Книги

Из воспоминаний

22
18
20
22
24
26
28
30

— О, Господи! Спаси и помилуй нас, грешных!

Мне стало страшно: страх заразителен, особенно страх перед таким неведомым небесным явлением. Я схватил мать за руку… Хотя мне и было жутко, но я не отходил от окна. «Чего ж мне бояться, когда со мной мама!..»

Люди, стоявшие перед нашими окнами, испуганно смотрели на потемневшее небо, как будто бы надеялись взглядом проникнуть вглубь небес и узнать о происходящем во мраке этих бесконечных, таинственных пространств.

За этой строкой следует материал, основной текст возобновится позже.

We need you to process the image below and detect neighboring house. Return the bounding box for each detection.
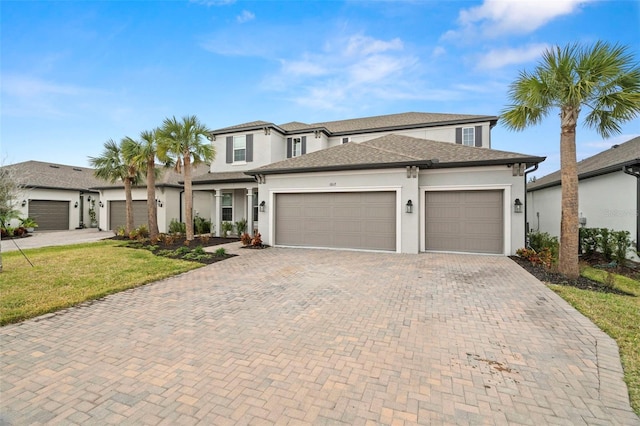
[4,161,101,231]
[193,113,544,255]
[92,164,213,232]
[527,137,640,256]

Прошел час (может быть и меньше), — луна снова появилась на небе. Народ разошелся… На опустелой площади только высилось белое здание собора, снова залитое серебристым лунным светом…

Няня увела меня спать.

V.

После матери и няньки в моих ранних детских воспоминаниях самым близким лицом является отец. Он был довольно красивый мужчина, высокого роста, с большим открытым лбом, с тщательно всегда приглаженными усами и с волосами, зачесанными на висках по направлению ко лбу — по моде николаевского времени. Он был здоровый, сильный человек, ходил, высоко подняв голову, держался прямо, говорил властно, при случае умел казаться грозным, в дамском обществе был всегда утонченно вежлив и любезен.

Я верю, что он любил мою мать — так же, как и меня, но «по-своему», молча, сдержанно: он не умел выражать свою любовь ласками и нужными словами. Он не был ко мне суров, никогда не наказывал меня, но был как-то холоден, часто недоволен, брюзглив, ворчал на меня, — и поэтому при нем я всегда чувствовал себя как-то неловко, стеснялся, постоянно ожидая каких-нибудь замечаний или выговора. Мать обыкновенно служила посредницей между мною и отцом: понадобится ли мне бумага, карандаш, какая-нибудь книга, — за всем я обращался к матери.

— Отчего же ты сам не попросишь у него? — спросит она, бывало, иной раз.

А я молчу и только с умоляющим видом посматриваю на нее, — и кончалось тем, что она доставала у отца все, что мне было нужно… Отцовский кабинет с его большим письменным столом, уставленным всякими статуэтками и замысловатыми пресс-папье, с громадным книжным шкапом орехового дерева с наполовину стеклянными дверцами представлялся для меня каким-то заманчивым, и в то же время страшным, таинственным святилищем, куда я проникал счетом лишь несколько раз в год — и то почти всегда не иначе, как с матерью.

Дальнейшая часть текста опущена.